The oldest living organisms on Earth: They're back! Frozen worms after 42,000 years live and eat
The two worms that were frozen in the permafrost 42,000 years ago have returned to life, and are now considered the oldest living beings on the planet, which is described as great scientific progress
Ancient nematodes are again "moving and eating" for the first time after the Pleistocene age, after returning to life in Petri's pelvis, according to a new study by a Russian team of scientists in collaboration with Princeton University. "We obtained the first data showing the ability of multi-organisms for long-term cryobiosis in Arctic permafrost"
- wrote the authors of the study.
Approximately 300 prehistoric worms were thawed out in the laboratory of the Institute of Physico-Chemical and Biological Problems of Soil Science in Moscow and analyzed as part of the study.
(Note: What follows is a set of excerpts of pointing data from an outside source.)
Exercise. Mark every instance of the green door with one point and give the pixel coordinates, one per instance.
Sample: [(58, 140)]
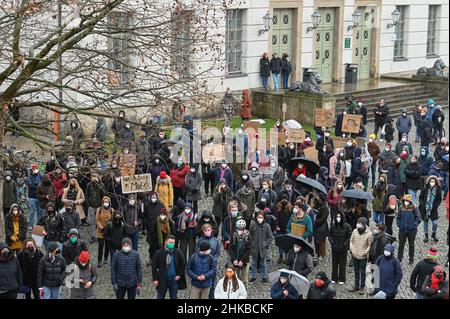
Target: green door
[(324, 44), (363, 42), (282, 32)]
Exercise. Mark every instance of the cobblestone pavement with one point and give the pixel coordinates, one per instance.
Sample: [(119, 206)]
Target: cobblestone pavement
[(257, 290)]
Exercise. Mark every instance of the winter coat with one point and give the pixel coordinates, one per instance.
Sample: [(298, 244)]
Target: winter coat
[(71, 251), (433, 214), (229, 293), (391, 274), (126, 269), (159, 268), (301, 262), (420, 272), (261, 237), (201, 265), (87, 273), (408, 219), (178, 176), (165, 192), (51, 273), (193, 186), (412, 173), (339, 235), (360, 243), (29, 264)]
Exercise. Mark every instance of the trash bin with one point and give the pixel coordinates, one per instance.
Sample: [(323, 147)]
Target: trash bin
[(351, 73)]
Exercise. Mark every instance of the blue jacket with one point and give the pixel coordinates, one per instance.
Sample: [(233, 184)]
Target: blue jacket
[(213, 243), (276, 292), (408, 220), (201, 265), (126, 269), (33, 182), (391, 273)]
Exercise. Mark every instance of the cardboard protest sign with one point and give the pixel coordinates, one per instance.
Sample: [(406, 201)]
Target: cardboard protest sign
[(324, 118), (351, 123), (296, 135), (136, 183)]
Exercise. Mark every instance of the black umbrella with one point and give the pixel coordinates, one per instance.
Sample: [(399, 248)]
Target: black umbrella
[(357, 194), (311, 183), (287, 241), (311, 166)]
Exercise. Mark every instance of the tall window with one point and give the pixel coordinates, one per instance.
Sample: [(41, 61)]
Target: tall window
[(399, 43), (181, 43), (234, 41), (431, 36), (119, 45)]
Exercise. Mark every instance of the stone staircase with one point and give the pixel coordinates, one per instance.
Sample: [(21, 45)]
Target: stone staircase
[(397, 97)]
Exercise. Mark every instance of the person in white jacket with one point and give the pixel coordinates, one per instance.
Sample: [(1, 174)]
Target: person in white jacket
[(230, 287)]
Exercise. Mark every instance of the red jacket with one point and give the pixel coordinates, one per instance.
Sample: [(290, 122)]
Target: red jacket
[(178, 176)]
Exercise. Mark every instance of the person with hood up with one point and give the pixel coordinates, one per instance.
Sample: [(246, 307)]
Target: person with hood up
[(16, 227), (435, 285), (126, 271), (412, 174), (360, 242), (73, 246), (102, 217), (424, 268), (201, 269), (51, 272), (282, 289), (391, 273), (321, 288), (193, 186), (408, 220), (10, 273), (339, 238), (221, 199), (261, 237), (84, 288), (178, 176), (429, 201), (164, 188), (185, 230), (403, 124), (9, 192), (29, 259)]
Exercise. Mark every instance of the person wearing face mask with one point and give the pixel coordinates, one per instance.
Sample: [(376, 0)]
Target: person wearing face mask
[(103, 216), (126, 271), (391, 273), (429, 201), (73, 246), (435, 285), (360, 243), (164, 188), (321, 288), (15, 228), (282, 289), (29, 259), (9, 192), (51, 273), (178, 176), (301, 219), (403, 124), (201, 269), (32, 182), (168, 269), (88, 276)]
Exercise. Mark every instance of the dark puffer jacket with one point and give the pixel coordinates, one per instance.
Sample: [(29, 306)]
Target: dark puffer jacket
[(126, 269), (51, 273)]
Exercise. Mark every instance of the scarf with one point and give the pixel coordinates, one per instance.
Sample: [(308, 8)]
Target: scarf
[(435, 281), (163, 230)]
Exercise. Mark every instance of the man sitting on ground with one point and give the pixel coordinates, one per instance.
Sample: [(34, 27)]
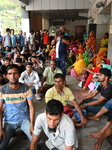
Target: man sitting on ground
[(64, 94), (48, 76), (17, 100), (31, 78), (58, 127), (105, 88)]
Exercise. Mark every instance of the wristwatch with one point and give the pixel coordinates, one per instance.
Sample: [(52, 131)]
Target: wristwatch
[(85, 104)]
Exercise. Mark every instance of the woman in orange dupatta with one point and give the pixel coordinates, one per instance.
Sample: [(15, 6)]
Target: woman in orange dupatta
[(91, 44)]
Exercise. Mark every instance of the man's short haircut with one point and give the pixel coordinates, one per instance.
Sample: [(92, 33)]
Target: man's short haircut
[(53, 60), (2, 53), (19, 60), (1, 72), (106, 72), (54, 107), (104, 60), (29, 63), (14, 66), (6, 58), (59, 75), (7, 30)]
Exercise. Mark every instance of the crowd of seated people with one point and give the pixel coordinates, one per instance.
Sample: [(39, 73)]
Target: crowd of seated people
[(91, 69)]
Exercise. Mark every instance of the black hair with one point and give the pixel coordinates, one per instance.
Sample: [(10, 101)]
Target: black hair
[(59, 75), (19, 60), (6, 58), (13, 66), (106, 72), (54, 107), (33, 51), (104, 60), (2, 53), (1, 72), (7, 29), (29, 63), (107, 34), (53, 60)]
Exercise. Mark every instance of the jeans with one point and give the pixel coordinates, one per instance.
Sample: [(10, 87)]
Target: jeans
[(62, 64), (94, 109), (108, 106), (10, 128)]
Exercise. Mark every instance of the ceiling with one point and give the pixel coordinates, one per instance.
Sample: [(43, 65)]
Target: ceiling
[(106, 10), (62, 14)]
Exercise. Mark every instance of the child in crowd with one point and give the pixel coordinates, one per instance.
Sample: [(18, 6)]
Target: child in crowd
[(47, 51), (19, 63), (23, 50), (52, 53), (2, 55), (82, 78), (30, 48), (3, 67), (37, 66), (40, 54), (7, 50), (31, 78)]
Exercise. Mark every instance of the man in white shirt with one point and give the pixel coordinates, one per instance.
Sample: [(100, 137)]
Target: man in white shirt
[(7, 39), (30, 78), (58, 127)]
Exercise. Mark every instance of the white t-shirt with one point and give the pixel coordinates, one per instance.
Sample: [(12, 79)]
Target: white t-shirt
[(65, 134)]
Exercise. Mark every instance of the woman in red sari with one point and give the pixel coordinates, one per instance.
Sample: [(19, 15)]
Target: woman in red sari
[(91, 44)]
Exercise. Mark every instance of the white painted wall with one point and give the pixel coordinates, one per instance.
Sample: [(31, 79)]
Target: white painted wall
[(71, 25), (56, 4), (45, 23)]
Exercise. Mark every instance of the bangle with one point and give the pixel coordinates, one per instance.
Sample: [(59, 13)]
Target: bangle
[(85, 104)]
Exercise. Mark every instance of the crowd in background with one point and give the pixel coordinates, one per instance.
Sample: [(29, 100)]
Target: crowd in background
[(83, 61)]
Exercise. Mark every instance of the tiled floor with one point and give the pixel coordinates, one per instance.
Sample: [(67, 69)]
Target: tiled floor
[(85, 142)]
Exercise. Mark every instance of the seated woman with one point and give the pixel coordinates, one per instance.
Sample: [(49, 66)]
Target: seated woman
[(104, 43), (97, 57), (79, 65), (91, 44), (37, 66), (91, 73)]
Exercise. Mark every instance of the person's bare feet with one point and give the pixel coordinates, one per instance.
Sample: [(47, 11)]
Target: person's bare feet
[(93, 117), (96, 135)]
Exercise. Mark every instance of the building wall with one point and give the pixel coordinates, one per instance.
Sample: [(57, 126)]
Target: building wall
[(57, 4), (35, 21), (71, 25)]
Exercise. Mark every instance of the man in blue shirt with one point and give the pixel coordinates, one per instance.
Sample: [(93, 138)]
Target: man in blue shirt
[(62, 41), (16, 99)]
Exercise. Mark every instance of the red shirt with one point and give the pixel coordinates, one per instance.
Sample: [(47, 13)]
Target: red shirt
[(45, 39)]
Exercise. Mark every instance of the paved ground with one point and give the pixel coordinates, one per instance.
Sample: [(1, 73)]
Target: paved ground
[(85, 141)]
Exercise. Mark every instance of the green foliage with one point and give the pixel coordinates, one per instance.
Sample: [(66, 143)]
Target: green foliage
[(10, 15)]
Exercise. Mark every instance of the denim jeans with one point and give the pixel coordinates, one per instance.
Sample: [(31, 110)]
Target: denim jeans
[(108, 105), (10, 128), (61, 64), (94, 109)]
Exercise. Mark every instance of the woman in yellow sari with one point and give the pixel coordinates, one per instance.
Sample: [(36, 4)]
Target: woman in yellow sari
[(104, 43), (79, 65)]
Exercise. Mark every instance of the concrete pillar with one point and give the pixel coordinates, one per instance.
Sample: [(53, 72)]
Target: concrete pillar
[(45, 24), (25, 21), (102, 27), (110, 38)]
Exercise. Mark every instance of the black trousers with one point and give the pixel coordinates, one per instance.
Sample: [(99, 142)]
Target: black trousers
[(42, 146)]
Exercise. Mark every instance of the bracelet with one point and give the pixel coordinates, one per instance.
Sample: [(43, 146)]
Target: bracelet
[(85, 104)]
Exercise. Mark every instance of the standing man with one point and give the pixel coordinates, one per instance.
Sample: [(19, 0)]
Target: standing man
[(17, 100), (7, 39), (13, 38), (48, 76), (64, 94), (21, 39), (58, 127), (62, 41)]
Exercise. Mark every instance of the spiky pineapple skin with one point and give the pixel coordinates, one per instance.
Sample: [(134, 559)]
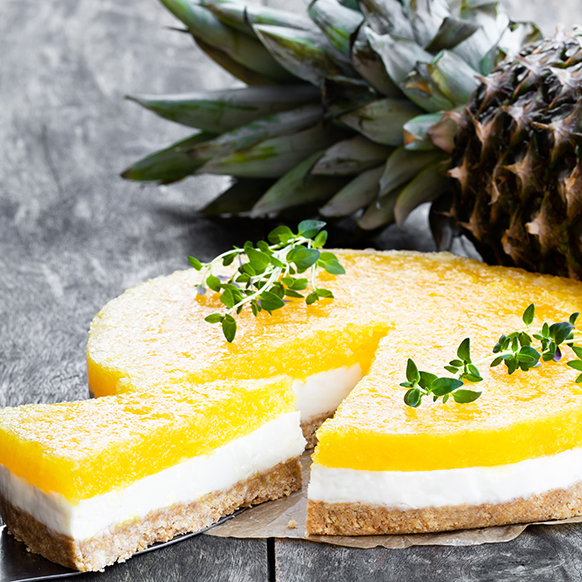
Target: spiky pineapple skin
[(517, 160)]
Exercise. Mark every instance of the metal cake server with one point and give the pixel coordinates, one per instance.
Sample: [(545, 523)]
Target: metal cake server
[(17, 564)]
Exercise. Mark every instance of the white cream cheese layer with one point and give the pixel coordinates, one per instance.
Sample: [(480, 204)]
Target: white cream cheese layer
[(325, 391), (475, 485), (275, 442)]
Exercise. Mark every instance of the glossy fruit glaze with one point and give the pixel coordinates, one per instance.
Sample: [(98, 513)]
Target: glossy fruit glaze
[(87, 448), (434, 301), (155, 334)]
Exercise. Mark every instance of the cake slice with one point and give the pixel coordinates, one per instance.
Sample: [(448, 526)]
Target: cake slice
[(512, 456), (155, 334), (89, 483)]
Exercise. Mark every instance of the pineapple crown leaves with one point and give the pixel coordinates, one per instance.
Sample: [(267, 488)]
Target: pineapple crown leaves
[(359, 67), (519, 350), (267, 274)]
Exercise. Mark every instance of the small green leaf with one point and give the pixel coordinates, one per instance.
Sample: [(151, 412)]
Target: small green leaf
[(529, 314), (464, 350), (560, 331), (227, 298), (320, 239), (277, 263), (228, 259), (278, 290), (213, 282), (413, 397), (299, 284), (530, 352), (426, 380), (499, 346), (309, 228), (280, 235), (474, 370), (304, 258), (442, 386), (311, 298), (195, 263), (412, 373), (214, 318), (247, 268), (229, 328), (465, 396), (258, 260)]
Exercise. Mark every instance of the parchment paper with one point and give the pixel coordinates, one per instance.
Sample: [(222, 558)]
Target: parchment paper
[(285, 518)]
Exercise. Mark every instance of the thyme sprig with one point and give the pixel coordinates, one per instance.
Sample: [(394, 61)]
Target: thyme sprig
[(267, 273), (519, 350)]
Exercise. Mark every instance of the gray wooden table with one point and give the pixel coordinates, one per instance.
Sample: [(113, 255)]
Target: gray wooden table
[(73, 235)]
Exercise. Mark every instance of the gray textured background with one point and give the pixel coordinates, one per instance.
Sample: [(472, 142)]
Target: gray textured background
[(73, 235)]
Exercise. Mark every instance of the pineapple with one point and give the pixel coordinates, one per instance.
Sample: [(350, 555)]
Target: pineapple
[(372, 106)]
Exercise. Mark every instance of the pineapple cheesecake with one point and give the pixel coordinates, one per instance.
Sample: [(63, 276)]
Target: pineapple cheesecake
[(514, 455), (381, 466), (155, 334), (89, 483)]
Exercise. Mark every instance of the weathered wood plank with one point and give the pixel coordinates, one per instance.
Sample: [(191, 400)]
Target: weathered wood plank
[(541, 553)]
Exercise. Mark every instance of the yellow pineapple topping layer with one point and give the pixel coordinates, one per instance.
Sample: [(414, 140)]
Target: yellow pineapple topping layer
[(87, 448), (155, 334), (435, 301), (388, 307)]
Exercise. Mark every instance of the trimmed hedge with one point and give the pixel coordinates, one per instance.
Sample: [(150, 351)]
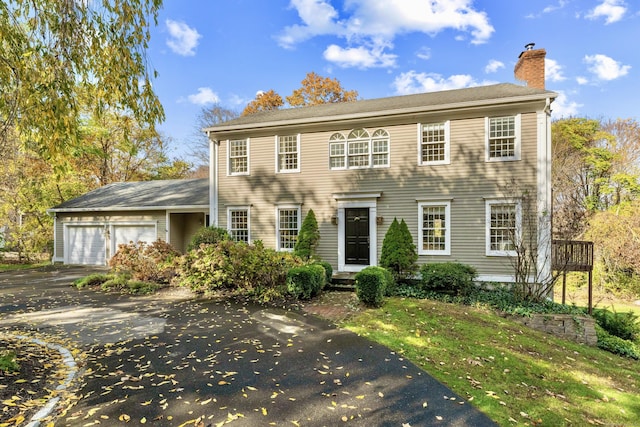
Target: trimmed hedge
[(306, 281), (448, 277), (371, 283)]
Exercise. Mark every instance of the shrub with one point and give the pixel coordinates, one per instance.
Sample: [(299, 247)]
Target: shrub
[(448, 277), (306, 281), (155, 262), (95, 279), (622, 325), (370, 285), (616, 345), (398, 253), (327, 269), (308, 237), (208, 236)]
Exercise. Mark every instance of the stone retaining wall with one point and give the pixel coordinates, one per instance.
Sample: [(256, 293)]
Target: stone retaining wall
[(575, 328)]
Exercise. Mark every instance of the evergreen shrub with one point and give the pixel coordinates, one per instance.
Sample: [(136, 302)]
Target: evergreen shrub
[(370, 285)]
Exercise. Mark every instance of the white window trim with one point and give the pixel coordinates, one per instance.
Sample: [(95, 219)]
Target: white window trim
[(447, 144), (278, 241), (278, 170), (518, 231), (240, 208), (518, 141), (248, 172), (447, 225)]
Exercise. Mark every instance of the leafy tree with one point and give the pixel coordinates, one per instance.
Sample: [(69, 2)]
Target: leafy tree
[(316, 90), (308, 236), (398, 253), (264, 101), (209, 116), (57, 57)]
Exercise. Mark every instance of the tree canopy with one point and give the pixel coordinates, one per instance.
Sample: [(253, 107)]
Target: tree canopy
[(59, 57)]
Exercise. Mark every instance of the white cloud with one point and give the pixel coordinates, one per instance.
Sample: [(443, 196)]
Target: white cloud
[(367, 24), (204, 96), (562, 107), (493, 66), (553, 70), (606, 68), (182, 39), (414, 82), (612, 10), (360, 57)]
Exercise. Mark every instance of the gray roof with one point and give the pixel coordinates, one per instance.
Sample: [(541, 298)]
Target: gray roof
[(143, 195), (396, 105)]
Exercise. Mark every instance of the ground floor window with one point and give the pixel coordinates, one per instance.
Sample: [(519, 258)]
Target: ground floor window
[(238, 224), (288, 226)]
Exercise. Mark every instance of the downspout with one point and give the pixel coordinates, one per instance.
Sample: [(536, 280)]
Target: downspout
[(213, 181)]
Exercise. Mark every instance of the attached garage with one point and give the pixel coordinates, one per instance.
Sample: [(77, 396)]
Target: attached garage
[(88, 229)]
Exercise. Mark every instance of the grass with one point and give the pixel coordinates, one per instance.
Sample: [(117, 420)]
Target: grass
[(515, 375)]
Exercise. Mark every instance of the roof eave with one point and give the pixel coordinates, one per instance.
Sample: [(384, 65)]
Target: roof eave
[(468, 105)]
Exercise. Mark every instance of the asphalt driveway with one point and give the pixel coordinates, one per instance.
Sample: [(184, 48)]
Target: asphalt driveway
[(171, 360)]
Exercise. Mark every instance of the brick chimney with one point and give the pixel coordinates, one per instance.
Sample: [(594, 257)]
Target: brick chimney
[(530, 66)]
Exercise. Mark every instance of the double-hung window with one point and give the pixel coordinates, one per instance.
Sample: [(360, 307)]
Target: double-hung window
[(288, 153), (288, 226), (238, 223), (434, 228), (504, 218), (434, 143), (238, 156), (502, 138), (359, 149)]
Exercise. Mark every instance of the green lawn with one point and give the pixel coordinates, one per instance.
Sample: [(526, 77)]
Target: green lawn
[(515, 375)]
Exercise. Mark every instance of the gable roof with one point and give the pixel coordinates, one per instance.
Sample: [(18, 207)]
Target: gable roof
[(396, 105), (142, 195)]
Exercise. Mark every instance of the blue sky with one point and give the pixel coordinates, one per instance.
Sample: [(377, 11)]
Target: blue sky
[(226, 51)]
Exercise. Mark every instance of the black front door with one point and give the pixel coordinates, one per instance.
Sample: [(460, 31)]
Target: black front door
[(357, 235)]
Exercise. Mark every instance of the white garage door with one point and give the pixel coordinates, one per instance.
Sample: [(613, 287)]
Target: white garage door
[(85, 244), (123, 234)]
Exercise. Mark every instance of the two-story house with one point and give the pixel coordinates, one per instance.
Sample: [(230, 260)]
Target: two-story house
[(442, 161)]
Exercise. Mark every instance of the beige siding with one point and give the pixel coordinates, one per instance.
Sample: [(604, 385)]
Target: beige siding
[(467, 181)]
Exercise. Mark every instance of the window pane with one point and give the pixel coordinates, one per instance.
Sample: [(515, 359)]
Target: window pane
[(502, 227), (433, 142), (288, 152), (288, 228), (434, 228)]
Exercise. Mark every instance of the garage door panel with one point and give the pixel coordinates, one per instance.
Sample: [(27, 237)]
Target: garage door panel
[(86, 245), (123, 234)]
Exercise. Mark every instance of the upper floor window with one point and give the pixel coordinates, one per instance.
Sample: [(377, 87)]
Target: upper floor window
[(504, 219), (288, 153), (288, 226), (503, 138), (434, 143), (238, 156), (434, 232), (359, 149), (238, 223)]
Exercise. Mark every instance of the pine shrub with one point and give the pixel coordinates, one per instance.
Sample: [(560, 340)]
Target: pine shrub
[(398, 252), (308, 237)]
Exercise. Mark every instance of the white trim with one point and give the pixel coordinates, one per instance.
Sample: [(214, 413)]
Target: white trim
[(248, 171), (518, 231), (447, 144), (355, 200), (240, 208), (517, 143), (289, 206), (277, 154), (447, 228)]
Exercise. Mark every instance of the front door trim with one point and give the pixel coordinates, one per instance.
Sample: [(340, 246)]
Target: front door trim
[(357, 200)]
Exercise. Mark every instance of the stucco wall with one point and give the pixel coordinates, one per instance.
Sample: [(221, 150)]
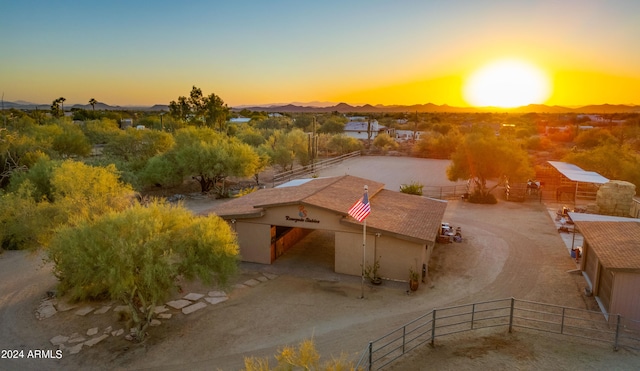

Since then, the two females "have shown signs of life" in the small but new-age victory of the involved researchers. "Our data show the ability of multi-organisms to survive long-term (tens of thousands of years) of cryobiosis under natural cryoconervative conditions," said scientists who were involved in a study for the Siberian Times.
"It is obvious that this ability suggests that Pleistocene nematodes have some flexible mechanisms that can be of scientific and practical importance to related fields of science, such as cryomedicine, cryobiology and astrobiology." Both worms come from two areas in Yakutia, the coldest region in Russia . One, believed to be about 32,000 years old, was in a squirrel in a rock of Permafro near the Pleistocene Park. Another worm, about 47,000 years old, was found in permafrost near the Alazeya River in 2015.